Last Updated on Dec 11th, 2023

What if you could eat your cake and have it too? If we are being honest, I have always wondered what that really meant. Like, why would you give me a cake if I can’t have it too? Anyway, before we get sidelined by cake (we can have that conversation another day), let’s focus on Hire Purchase.

Hire Purchase Agreement
Hire Purchase Agreement

Hire Purchase, I guess will fit the bill of eating your cake and having it too (you already know how I feel about that statement) as you mostly get to use the product you’re paying for.

What does Hire Purchase mean?

In the actual sense of the definition, it is a system by which one pays for a thing in regular instalments while having the use of it. For example, we can define a hire purchase car as driving the vehicle while making payments on it until it’s completely paid off.

This may sound similar to leasing a vehicle; however, the significant difference is that one doesn’t become an owner when renting a vehicle; it’s only driven for a time and then returned.

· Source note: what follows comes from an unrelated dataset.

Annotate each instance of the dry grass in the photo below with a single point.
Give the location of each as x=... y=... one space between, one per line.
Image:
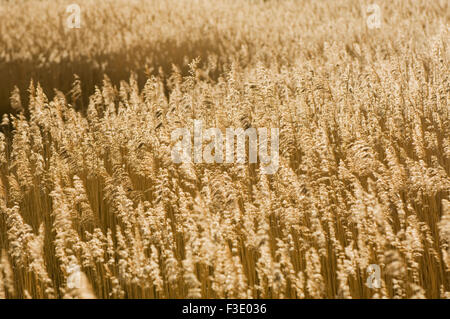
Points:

With a hire purchase, you get to own the car after you complete the payments.

Common Use

Using hire purchase is common in industries where they use expensive or heavy machinery to run daily operational activities. Examples of such industries could include construction, manufacturing, engineering and professional services industry.

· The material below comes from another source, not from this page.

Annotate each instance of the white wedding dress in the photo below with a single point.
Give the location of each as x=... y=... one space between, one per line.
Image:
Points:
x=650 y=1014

They can also use it to finance some other capital requirements of a business, for example, cars, phones and photocopiers

Read also: Equated Monthly Installment (EMI) In Loans – Everything you need to know

Benefits of a Hired Purchase Agreement

  1. You can spread payments of an asset over a while. Can be as long as 3 – 5 years sometimes
  2. You’ll own the asset after paying the last installment.
  3. Immediate use of the asset instead of waiting until you have saved the lump sum of the item.
  4. It’s a simple way of financing
  5. The interest rate is fixed, so both parties know what is due per time.

Disadvantages of Hired Purchase Agreement

  1. Since hire purchase is usually fixed, if you get into any financial difficulty, you could lose the asset and give up previous payments.
  2. There is typically an interest rate attached to the payment, so you’ll be paying more long-term versus if you paid outright.
  3. You don’t own the asset until it’s wholly paid off, which means the owner can seize the asset if you foul on their terms.
  4. The duration of the plan can be lengthy. Consider if it’ll still be worth it in the long run.
  5. In the purchase of an asset such as a car, if it gets stolen or an accident occurs that results in the total loss of the vehicle, there is typically no protection against that. Even where it’s insured, the full value of the car may not be recovered, which puts you in a shortfall.

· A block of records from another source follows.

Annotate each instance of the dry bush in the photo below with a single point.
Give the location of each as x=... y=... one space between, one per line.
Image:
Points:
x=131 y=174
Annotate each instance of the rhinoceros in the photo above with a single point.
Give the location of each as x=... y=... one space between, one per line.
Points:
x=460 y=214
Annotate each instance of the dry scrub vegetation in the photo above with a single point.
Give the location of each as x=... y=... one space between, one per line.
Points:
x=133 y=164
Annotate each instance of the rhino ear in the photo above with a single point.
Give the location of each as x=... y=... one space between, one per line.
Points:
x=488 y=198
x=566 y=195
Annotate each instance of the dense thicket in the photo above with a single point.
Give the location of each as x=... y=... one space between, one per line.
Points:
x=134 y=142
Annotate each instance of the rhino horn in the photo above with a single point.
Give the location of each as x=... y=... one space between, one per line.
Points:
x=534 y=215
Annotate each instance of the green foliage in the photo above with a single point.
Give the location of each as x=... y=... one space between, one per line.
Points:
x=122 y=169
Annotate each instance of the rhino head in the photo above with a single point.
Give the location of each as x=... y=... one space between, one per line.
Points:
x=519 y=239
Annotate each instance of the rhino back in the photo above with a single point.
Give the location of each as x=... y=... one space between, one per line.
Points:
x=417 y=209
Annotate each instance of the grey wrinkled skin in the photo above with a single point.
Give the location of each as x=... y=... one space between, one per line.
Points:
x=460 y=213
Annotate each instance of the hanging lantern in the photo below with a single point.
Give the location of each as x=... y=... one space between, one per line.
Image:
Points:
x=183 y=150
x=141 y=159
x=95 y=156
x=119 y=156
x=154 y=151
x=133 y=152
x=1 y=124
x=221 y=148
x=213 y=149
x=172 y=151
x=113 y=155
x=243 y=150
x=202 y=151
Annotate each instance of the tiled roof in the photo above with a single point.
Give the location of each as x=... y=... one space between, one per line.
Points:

Termination of a Hire Purchase agreement

Termination of a hire purchase agreement can take any of the following forms

  1. The terms and conditions as set out in the hire purchase agreement
  2. Parties agreeing to a renewal before the expiration of the current agreement
  3. When a notice of termination is given by either party
  4. The hirer has refused to exercise his option to purchase the goods even after the stipulated time

Conclusion

As discussed, hire purchases have their various advantages and disadvantages. It is a financing method that works well as long as you understand all the risks involved.

It is also good to know that financing assets like this is common, as this agreement typically works well for both parties.